Objective: To relate the vertical striations visualized in the deeper layers of articular cartilage by Magnetic Resonance Imaging (MRI) to histological features.
Methods: Two knee joints recovered at post-mortem from males in their seventies with no history or visual evidence of joint disease were examined. MR images were obtained in a 4.7 T 400 mm-bore magnet, after which the knees were fixed, sectioned, and examined histologically.
Results: High resolution MR showed vertical high/low signal striations with a two to three-fold variation in signal intensity and a periodicity of 0.56 (+/-0.16 mm), most prominent in weight bearing areas. Histological sections revealed alternating light and dark staining areas with a periodicity of 1.01+/-0.54 mm in the lower zones of the cartilage, some, but not all of which clearly represented folding. Given that MR will only visualize vertical structures in cartilage aligned at 90 degrees, whereas histology will cut them at varying angles, it is likely that the vertical structures seen by each modality correspond, and that they represent structural heterogeneity in cartilage; perhaps the presence of plates of high collagen and proteoglycan content.

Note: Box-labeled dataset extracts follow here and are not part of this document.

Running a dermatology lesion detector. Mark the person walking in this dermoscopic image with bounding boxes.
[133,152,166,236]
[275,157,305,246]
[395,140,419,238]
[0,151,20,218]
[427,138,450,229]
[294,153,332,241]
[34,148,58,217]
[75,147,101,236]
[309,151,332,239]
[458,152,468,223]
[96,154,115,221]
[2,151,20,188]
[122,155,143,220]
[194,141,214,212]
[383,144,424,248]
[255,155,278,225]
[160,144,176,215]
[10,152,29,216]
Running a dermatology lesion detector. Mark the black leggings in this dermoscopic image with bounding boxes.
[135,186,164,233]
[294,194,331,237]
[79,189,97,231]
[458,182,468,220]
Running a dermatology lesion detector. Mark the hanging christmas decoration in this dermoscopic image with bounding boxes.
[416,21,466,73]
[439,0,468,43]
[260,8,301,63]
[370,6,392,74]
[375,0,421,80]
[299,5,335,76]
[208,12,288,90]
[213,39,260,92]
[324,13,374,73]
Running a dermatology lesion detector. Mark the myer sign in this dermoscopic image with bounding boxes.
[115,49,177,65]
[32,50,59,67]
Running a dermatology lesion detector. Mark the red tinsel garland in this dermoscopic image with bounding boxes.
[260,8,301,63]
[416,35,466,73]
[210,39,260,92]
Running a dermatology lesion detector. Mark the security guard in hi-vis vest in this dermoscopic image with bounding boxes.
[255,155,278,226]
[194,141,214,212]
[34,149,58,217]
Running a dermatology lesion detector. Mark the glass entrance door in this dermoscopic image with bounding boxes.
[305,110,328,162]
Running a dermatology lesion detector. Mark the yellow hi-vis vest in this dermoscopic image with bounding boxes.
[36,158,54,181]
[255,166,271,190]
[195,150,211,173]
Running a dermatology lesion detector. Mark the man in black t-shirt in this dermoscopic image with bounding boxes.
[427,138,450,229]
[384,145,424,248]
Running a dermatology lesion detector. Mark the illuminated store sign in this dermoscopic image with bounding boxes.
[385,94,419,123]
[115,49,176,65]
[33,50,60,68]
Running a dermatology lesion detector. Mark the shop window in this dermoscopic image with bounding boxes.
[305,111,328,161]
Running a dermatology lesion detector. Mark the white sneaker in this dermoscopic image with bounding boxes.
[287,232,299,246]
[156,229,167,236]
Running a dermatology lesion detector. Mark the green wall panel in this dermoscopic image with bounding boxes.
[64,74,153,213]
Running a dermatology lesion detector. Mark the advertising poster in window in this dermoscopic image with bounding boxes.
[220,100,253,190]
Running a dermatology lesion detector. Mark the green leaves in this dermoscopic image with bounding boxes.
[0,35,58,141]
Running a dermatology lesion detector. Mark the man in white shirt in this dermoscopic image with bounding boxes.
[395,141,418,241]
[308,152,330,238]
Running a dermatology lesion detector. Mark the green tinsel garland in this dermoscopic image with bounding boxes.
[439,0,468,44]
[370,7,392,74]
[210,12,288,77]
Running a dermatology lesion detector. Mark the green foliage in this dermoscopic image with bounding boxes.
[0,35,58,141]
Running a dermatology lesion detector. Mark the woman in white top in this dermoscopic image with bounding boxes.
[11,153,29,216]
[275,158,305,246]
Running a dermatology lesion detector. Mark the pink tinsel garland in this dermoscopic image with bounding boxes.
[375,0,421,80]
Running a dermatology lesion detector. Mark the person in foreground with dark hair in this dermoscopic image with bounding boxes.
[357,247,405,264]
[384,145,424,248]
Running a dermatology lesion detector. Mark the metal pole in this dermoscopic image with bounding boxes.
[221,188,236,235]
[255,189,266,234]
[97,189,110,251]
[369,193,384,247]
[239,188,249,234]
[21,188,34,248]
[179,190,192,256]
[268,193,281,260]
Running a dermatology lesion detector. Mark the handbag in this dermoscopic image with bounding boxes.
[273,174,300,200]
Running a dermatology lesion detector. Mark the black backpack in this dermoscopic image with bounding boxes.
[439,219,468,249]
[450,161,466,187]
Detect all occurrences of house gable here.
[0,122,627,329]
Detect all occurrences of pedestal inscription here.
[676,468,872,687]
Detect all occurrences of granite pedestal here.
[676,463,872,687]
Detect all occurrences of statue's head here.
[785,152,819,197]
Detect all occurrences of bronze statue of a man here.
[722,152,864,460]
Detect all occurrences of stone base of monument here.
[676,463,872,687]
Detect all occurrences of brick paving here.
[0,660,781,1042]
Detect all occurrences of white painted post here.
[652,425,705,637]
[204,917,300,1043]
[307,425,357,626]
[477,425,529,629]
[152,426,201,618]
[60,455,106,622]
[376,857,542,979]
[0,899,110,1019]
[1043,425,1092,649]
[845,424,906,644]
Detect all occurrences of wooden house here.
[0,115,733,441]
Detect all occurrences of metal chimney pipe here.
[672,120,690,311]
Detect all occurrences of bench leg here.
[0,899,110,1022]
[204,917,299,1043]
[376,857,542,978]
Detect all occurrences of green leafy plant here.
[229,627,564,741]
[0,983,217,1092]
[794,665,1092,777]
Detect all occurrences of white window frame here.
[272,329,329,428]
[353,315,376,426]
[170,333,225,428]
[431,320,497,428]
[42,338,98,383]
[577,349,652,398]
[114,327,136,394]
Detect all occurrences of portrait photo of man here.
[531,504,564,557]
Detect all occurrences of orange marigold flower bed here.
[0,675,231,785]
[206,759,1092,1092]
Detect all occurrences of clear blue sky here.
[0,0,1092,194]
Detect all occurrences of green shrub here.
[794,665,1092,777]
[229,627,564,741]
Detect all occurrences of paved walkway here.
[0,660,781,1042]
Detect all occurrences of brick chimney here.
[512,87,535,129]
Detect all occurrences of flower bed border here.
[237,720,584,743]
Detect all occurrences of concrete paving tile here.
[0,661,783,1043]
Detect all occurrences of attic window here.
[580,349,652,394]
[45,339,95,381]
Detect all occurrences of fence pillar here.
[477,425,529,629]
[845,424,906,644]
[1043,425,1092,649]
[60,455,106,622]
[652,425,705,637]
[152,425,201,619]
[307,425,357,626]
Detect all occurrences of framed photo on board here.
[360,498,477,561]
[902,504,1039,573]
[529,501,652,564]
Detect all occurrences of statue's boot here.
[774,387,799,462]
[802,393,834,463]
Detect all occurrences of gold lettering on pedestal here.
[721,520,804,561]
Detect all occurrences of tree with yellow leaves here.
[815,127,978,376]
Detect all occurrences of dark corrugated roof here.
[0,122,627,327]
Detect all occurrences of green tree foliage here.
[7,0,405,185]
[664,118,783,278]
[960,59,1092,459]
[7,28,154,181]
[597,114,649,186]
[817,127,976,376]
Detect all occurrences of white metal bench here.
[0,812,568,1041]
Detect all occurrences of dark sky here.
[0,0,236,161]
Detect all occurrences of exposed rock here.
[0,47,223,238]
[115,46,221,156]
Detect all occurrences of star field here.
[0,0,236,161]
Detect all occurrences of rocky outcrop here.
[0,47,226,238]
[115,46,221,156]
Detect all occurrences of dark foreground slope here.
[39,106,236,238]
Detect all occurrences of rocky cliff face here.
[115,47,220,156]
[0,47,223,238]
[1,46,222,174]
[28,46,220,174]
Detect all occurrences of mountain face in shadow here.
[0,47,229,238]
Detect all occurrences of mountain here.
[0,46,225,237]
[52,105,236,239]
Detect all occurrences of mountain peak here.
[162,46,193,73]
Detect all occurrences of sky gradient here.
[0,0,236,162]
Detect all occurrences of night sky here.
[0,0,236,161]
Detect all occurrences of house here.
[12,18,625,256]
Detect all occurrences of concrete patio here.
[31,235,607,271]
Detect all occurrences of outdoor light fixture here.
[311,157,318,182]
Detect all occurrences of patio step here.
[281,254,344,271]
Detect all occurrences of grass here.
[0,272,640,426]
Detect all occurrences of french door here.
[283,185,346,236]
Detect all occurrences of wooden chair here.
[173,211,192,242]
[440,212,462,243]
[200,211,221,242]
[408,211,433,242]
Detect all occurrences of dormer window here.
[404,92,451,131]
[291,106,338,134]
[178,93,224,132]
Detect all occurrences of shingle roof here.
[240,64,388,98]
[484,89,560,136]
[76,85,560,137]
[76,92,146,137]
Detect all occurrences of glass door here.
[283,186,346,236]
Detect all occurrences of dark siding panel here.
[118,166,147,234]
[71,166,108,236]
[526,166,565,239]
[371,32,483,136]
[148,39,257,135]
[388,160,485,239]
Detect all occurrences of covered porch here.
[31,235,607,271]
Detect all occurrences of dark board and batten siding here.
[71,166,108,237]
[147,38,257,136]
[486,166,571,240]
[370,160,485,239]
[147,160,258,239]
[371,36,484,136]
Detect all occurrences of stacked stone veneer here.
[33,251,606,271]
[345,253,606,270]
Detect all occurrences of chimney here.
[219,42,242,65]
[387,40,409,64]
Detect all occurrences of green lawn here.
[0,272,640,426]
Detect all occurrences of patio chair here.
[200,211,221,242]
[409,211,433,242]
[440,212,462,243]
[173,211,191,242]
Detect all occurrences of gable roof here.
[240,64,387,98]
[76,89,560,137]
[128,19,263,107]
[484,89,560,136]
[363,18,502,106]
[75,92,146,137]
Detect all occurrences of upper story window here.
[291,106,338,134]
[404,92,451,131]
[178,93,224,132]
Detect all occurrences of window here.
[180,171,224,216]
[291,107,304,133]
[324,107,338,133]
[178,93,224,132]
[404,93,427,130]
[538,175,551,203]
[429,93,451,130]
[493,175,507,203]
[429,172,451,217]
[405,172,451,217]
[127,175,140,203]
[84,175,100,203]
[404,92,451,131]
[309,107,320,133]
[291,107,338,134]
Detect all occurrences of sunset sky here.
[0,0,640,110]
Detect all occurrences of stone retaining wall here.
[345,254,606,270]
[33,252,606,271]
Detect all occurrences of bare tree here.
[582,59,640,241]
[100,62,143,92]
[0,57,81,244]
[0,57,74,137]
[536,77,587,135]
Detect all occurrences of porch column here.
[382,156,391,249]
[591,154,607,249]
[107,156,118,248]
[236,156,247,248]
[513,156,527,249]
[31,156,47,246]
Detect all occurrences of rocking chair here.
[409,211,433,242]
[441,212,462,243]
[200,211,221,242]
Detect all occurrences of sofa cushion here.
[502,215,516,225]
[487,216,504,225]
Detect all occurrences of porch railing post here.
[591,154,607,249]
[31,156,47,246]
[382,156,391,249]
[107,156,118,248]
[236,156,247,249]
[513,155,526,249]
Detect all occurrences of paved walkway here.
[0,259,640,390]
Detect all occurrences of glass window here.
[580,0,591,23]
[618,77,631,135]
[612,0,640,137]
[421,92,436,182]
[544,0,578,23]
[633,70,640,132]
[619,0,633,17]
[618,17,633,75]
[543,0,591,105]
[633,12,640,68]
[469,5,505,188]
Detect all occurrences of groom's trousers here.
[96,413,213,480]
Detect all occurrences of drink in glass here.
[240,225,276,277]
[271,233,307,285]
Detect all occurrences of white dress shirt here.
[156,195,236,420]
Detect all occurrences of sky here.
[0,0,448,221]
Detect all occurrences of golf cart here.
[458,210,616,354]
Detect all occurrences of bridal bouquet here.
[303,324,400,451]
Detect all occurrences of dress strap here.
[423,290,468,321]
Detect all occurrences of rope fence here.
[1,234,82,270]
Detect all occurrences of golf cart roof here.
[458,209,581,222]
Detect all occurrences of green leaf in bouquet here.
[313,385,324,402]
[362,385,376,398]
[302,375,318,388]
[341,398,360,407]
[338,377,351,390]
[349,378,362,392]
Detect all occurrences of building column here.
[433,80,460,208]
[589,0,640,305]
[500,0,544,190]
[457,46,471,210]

Conclusion: The vertical striations seen routinely in the deep zones of hyaline articular cartilage on histological sections are not artefactual; they are likely to represent structural heterogeneity due to the presence of areas of high collagen and high proteoglycan content that exist in weight-bearing areas. This structural heterogeneity may be of great importance to the integrity and function of the cartilage.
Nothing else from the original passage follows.